What this all tells us is that CoreWeave was much more of a shell than we had thought. But, now it has bought some yolk.

We did a financial and historical profile on CoreWeave back in early March ahead of its initial public offering, and we have updated the financial table based on its first quarter results, filling in some granularity for 2024 along the way:

Click to enlarge

Looking at the operating and net income lines above for Q1 2025 and indeed for the full 2024 year, you can see why CoreWeave is eager to reduce some costs. It’s not pretty. This is some Nutanix-class and Pure Storage-class lossage when they were under their original founding management after their IPOs. This is not sustainable, and particularly if it ramps up by an order of magnitude, with each incremental tranche of revenue creating an embiggening loss.

Core Scientific was founded in 2017 by Darin Feinstein and Michael Levitt in the shadow of Microsoft in Bellevue, Washington. The company moved to Austin, Texas a few years later and raised $115 million in three funding rounds as a supplier of blockchain and bitcoin mining datacenters.

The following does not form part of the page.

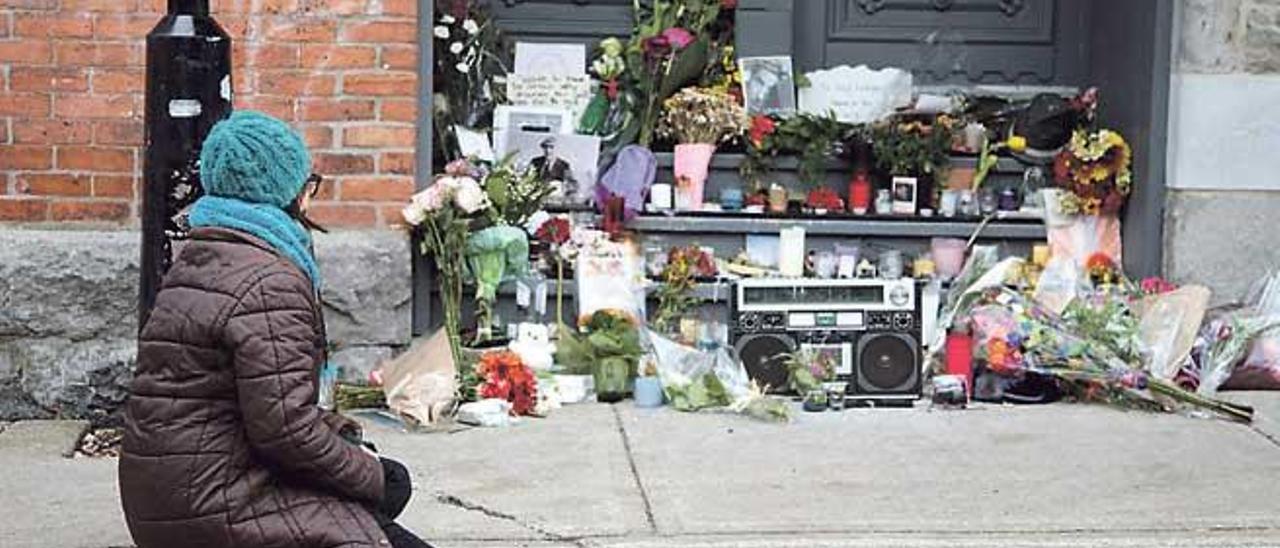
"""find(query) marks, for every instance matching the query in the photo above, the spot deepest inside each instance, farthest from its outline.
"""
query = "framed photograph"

For three years from 2018 through 2021, Kevin Turner, a Wal-Mart executive for two decades who eventually was Microsoft’s chief operating officer for a decade and a half, was chief executive officer at Core Scientific. The company went public through a SPAC in January 2022. Seven months later, the bitcoin market crashed and one of its key customers, Celsius Mining, went bankrupt, and by the end of the year, Core Scientific itself was declaring bankruptcy reorganization. The company emerged from bankruptcy last year.

This acquisition of Core Scientific by CoreWeave is a step in the right direction to take on Oracle for OpenAI’s business. So is being first in line to get GB300 NVL72 systems from Nvidia, as CoreWeave is also bragging about. But success with OpenAI might not be as profitable as CoreWeave might hope, particularly with OpenAI pitting Microsoft, CoreWeave, and Oracle against each other to drive down the cost of its enormous AI processing needs. Spreadsheets are such optimistic little tools . . . . and having one big egg in your basket means that when it breaks, it really makes a mess as Core Scientific clearly knows.